Sobald genehmigt, legt das Levi-Gesetz eine Grenze für den Rabatt fest, der auf den Preis von eBooks angewendet werden darf, um den Buchmarkt in unserem Land zu regulieren und zu vereinheitlichen.
Bis zu welchem Prozentsatz ist es zulässig E-Books zu rabattieren?
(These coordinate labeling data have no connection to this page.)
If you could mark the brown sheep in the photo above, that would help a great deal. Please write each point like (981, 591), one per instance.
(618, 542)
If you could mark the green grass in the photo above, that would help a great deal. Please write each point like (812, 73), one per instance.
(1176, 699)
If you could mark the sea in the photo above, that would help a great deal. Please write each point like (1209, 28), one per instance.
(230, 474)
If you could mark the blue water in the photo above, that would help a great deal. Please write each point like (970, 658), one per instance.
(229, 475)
Diese Frage wurde gestellt und das Levi-Gesetz hat unter anderem mit einer parteiübergreifenden Meinung geantwortet: nicht mehr als 15 % des Ladenpreises.
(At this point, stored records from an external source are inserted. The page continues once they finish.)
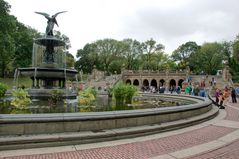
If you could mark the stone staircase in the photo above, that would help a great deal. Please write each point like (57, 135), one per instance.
(104, 82)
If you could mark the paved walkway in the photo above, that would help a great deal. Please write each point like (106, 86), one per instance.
(217, 138)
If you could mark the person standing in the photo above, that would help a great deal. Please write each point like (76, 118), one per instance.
(233, 95)
(221, 99)
(216, 94)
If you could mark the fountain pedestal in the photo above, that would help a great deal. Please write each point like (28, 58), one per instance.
(49, 70)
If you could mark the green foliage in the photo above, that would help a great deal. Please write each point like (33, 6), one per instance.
(56, 96)
(3, 89)
(130, 91)
(123, 94)
(151, 49)
(21, 99)
(184, 53)
(87, 97)
(119, 91)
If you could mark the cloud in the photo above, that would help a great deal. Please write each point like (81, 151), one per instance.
(169, 22)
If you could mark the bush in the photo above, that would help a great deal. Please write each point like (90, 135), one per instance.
(3, 89)
(123, 94)
(21, 99)
(56, 96)
(87, 96)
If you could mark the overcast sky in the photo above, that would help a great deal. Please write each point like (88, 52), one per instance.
(169, 22)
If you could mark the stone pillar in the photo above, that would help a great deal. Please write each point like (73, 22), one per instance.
(59, 83)
(33, 83)
(64, 83)
(226, 73)
(38, 86)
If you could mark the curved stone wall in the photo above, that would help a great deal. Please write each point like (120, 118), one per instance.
(22, 124)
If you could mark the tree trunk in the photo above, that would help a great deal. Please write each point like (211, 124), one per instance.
(3, 68)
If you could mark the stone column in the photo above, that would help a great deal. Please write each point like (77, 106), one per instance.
(38, 86)
(59, 83)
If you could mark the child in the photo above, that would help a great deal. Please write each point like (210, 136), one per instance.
(221, 99)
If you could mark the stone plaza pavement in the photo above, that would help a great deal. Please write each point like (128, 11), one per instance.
(215, 139)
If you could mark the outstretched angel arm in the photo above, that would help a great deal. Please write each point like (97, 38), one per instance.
(44, 14)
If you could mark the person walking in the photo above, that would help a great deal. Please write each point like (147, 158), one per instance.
(221, 99)
(216, 95)
(233, 95)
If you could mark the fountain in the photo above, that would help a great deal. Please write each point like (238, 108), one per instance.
(48, 71)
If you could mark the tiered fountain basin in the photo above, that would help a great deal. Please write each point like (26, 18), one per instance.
(49, 76)
(48, 72)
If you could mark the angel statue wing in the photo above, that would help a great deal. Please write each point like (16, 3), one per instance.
(51, 21)
(44, 14)
(54, 16)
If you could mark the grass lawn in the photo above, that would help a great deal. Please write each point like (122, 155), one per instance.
(22, 81)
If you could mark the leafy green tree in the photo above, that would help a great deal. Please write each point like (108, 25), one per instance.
(7, 46)
(119, 91)
(108, 50)
(183, 54)
(23, 38)
(130, 91)
(21, 99)
(235, 46)
(150, 48)
(132, 52)
(87, 58)
(3, 89)
(209, 58)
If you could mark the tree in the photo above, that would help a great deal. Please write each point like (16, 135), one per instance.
(109, 50)
(133, 49)
(88, 58)
(235, 46)
(209, 58)
(23, 38)
(183, 53)
(150, 47)
(7, 46)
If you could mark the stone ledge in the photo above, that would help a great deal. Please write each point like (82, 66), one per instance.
(59, 139)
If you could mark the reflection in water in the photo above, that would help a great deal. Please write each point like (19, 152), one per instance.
(102, 103)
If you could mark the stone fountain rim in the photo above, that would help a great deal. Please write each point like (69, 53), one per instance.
(90, 116)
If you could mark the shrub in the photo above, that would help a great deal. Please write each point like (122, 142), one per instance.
(21, 99)
(3, 89)
(123, 94)
(56, 96)
(87, 96)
Tatsächlich bezieht sich dieser Rabatt nicht nur auf E-Books sondern auch auf Bücher, daher wird die Bestimmung sowohl Online-Shops als auch Buchhandlungen und stationäre Verkaufsstellen betreffen.Das Onlinestore
kann erhöht werden, aber nur im Falle von Werbekampagnen die den genannten Prozentsatz um einige Punkte anheben können: Die Preise können also maximal um 25 % gesenkt werden (nur 20 % während Buchmessen und Buchausstellungen), vorausgesetzt, die Aktion dauert nicht länger als einen Monat und wird nicht zeitgleich mit der Weihnachtszeit gestartet, die oft als „Hochsaison“ gilt, eine Ausdrucksweise aus dem Reisebereich.
Das Levi-Gesetz wurde mit der Absicht geschaffen, den Buchmarkt in Italien zu vereinheitlichen, eine Situation, die – so Marco Polillo, Präsident des italienischen Verlegerverbands – „unreguliert“ war. Die große Freiheit, auch sehr hohe Rabatte zu gewähren, seitens der E-Commerce-Plattformen, hat im übrigen Sektor stets heftige Proteste ausgelöst.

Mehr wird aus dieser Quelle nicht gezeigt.